Last week featured talks by three candidates for Dean of our odd collection of programs. It’s not an easy job, and I am grateful to—and inspired by—the three women interested in the position.
The talks stoked old musings on leadership and I found myself asking two of the candidates about their experience managing people. Because if there’s one thing I learned from being in a heavy administrative position (and watching friends move on to even heavier ones), it’s that these jobs are predominantly about personnel. So, yeah, yeah, yeah, collaborative management style: how do you do that effectively?
I suspect most academics do not want to hear that these jobs are mainly about managing personnel. We want to hear about vision, process, initiatives. All that is where we think we live, in ideas. But, of course, the best ideas are only that if they are not implemented, and that requires other people. They must be persuaded. And lots of faculty, in particular, don’t take kindly to persuasion or demand and often just ignore an administrator’s request or—even more delightful!—complain about it. This happens among staff as well, but there’s a difference when your job could be on the line. (Thanks, tenure.)
I come to the question about management partly because of a mistake I made. There was some difficult news to pass along to someone, and I reacted as I thought was appropriate: get the hard stuff over with as soon as possible. Someone wiser than me asked me whether the delivery of the news needed to be quite so immediate given the involvement of this person in critical activities the next day. But I had the meeting scheduled, was dreading the conversation, and thought that there would never be a good time for difficult news, so I went ahead.
It was a mistake. There was no need for it to be done that day and I had certainly worsened the person’s attention to critical work that he was leading the next day. I regret this still. A friend of mine in charge of far more than I will ever be crystallized the issue as “when to tell what to whom.” That is: it’s not just a matter of good “communication,” as the shorthand has it. Consideration must be given as to who needs to know information before someone else and, in my case, what timing works best given many factors, not just the need to confront a difficult conversation. There is much that can be wrapped up in this question of what, when, who, as it speaks to the overlap of relations and priorities. I would argue that a leader needs to be thinking very much about precisely these issues.

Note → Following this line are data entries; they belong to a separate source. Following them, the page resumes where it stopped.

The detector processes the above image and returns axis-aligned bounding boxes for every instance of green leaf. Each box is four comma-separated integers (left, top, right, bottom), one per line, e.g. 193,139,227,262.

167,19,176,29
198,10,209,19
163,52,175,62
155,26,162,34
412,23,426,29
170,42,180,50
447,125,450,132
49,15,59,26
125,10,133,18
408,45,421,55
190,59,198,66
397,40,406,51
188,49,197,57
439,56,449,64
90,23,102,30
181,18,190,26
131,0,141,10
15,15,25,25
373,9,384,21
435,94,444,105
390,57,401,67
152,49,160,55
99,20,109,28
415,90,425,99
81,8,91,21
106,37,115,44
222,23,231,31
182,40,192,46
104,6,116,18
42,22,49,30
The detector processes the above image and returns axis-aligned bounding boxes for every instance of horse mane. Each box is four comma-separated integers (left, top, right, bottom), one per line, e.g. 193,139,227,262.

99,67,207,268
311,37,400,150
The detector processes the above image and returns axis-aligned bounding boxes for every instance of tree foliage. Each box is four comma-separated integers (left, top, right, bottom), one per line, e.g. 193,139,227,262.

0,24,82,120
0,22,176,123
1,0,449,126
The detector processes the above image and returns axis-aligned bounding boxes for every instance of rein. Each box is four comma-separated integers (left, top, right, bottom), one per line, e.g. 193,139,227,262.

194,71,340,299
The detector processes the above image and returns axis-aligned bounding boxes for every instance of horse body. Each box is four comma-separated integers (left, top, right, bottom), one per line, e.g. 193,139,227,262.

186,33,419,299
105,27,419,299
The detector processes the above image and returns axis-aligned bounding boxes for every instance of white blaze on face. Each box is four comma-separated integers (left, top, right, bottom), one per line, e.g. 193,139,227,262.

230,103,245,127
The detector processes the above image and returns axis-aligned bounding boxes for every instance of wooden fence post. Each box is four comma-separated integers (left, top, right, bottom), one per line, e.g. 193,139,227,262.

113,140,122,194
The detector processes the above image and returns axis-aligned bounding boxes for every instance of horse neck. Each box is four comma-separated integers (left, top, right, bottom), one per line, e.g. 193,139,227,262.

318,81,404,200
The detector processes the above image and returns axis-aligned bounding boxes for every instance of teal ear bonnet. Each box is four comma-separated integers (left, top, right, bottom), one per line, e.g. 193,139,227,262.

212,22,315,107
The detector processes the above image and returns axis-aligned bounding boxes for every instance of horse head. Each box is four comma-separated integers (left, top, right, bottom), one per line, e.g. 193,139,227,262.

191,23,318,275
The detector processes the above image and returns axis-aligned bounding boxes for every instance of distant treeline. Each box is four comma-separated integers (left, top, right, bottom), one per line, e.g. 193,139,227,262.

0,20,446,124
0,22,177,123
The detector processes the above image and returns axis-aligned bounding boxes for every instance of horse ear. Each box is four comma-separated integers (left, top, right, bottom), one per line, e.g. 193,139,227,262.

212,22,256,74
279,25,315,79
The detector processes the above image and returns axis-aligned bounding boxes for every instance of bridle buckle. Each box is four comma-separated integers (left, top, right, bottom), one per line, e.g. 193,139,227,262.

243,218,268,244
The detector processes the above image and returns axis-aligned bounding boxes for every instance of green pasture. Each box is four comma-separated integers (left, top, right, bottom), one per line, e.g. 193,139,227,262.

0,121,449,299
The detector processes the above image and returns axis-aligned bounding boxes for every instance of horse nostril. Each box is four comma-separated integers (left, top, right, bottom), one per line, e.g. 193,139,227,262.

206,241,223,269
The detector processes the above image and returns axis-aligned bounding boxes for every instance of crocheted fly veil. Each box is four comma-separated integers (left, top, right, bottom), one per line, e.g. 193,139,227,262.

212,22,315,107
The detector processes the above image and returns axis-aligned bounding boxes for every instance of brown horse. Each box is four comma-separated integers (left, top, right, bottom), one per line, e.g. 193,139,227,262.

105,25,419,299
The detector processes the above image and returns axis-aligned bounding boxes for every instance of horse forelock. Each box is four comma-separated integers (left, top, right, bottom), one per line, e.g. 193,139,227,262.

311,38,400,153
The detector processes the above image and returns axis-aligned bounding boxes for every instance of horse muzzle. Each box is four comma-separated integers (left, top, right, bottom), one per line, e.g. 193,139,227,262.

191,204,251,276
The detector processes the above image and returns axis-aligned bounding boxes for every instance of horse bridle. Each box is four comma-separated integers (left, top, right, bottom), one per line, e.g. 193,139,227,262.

The other management lesson I have learned is from the philosophy of pragmatism. John Dewey et al. suggest that the primary philosophical—or existential—dilemma is to first fully understand the problem. Defining the problem correctly is the only chance at a solution. Too often we are spinning our wheels because we’re concentrating on solutions that have little relation to the actual problem. Defining the problem usually requires research, consultation, deliberation. But I have been in a number of situations where if we can push aside the extraneous issues—that may indeed be their own problems but not the one most pressing—then a path to a solution becomes more clear.
And then there’s always: respect, listening, courtesy, and a helluva lot of effort.